And by the way, there are readers from many different countries on Slashdot, and I (from NZ) drive on the left.
x86 only refers to a set of API interfaces with the CPU architecture. As of the launch of the Pentium, the modern "x86" processor is a RISC based CPU with an internal x86 translation layer. Start you learning here. x86 is also refered to as x86-32 or IA-32. And with the current generation of processors, we are leaving that behind for "x64" also known as EM64T, IA-32e or IA-64 in its various iterations. Many of the "x64" series generally maintian "x86" interface compatibility in order to allow legacy operation. For instance you can run Warp Server on a dual Opteron server just fine.
They probably picked the 8088, rather than the alternative 16 bit processor at the time, the somewhat better Motorolla 68000 used in (expensive) workstations at the time, because of it being very close to the 8 bit 8080/Z-80 chip - which was powering CP/M boxes that were the business software standard. That's why their first choice in operating system vendor was Digital Research, the makers of CP/M. If you're a whippersnapper, you may not remember CP/M, but it was the original platform of Wordstar, dBase II, and a number of other popular business software programs at the time. (Even MS's own MBASIC had its latest version running on CP/M.) Because of the 8088's similarity in instruction set with the 8080 and PC-DOS's similarity to CP/M, these applications were quickly ported (at first complete with the 8080 and Z-80's 8 bit limitations!) to the PC.

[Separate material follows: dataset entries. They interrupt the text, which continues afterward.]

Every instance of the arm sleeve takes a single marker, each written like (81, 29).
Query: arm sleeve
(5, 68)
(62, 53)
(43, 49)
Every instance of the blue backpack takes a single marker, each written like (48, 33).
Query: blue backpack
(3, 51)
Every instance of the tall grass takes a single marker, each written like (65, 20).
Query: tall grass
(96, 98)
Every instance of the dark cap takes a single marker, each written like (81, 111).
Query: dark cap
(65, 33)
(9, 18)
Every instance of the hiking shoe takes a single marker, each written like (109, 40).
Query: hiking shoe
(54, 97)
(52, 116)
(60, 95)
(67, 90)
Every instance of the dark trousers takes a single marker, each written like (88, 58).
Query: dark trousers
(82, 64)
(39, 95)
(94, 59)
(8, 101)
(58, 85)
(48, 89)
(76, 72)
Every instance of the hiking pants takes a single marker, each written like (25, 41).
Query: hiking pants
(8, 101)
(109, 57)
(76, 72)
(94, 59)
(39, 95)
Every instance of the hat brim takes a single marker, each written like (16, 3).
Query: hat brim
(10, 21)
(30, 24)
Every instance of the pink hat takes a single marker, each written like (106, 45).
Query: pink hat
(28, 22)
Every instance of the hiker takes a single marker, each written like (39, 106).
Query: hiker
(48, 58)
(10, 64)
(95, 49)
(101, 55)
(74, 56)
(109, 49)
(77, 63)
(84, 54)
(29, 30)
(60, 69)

When Digital Research failed to follow through with IBM (Gary Kidall's famous plane flight). IBM then went to the biggest microcomputer software vendor, Microsoft, with a proposition depending upon if they had an operating system soon available for them. They lied and said that not only they had one, they had one already made to keep others from making offers, bought it for less than $20,000 from a local hobbiest hardware maker, and sold it to IBM; much in the same way that they secured a monopoly in BASIC for the Altair by claiming they already had BASIC written for it. (Of course, this is far from the worst of their business practices.)
The Kidall's theory goes out the window when you consider IBM already had a license agreement for CPM and was already making better x86 based machines than the PC (like the DisplayWrite which had a faster CPU, more memory potential and CPM) but instead of using a well engineered machine to take on what they considered "toy computer". Their intent was to put Apple and Tandy out of the computer business and then regain their market on the "real computers".

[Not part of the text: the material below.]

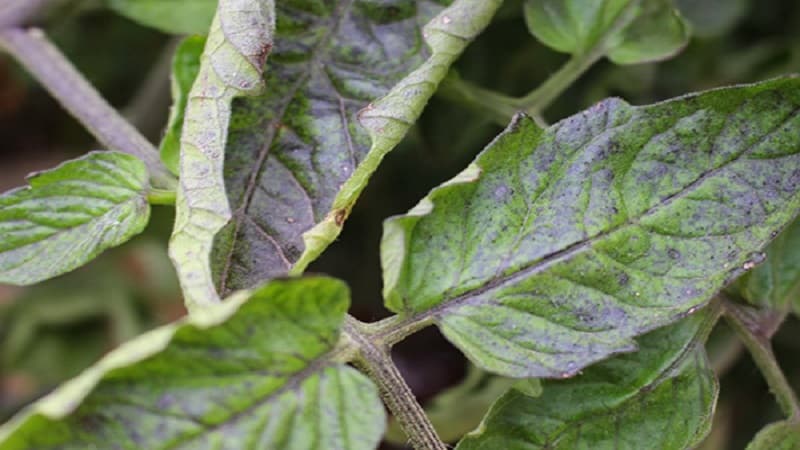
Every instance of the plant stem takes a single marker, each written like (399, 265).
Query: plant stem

I took more than one call from IBM's sales people trying to get me to consider upgrading to a better computer at 10 times the cost. A friend had a job of putting a flyer in boxes at the factory that offered to take the band new PC as a trade in for some thing like a 360 or whatever was their current mini at the time. The temporary workers at the factory (in Boca Raton) were told that the assembly line on the new PC would shut down with very little notice and were offered a very nice severance package. Even IBM's management had odd attitudes about the product until about two years after the XT.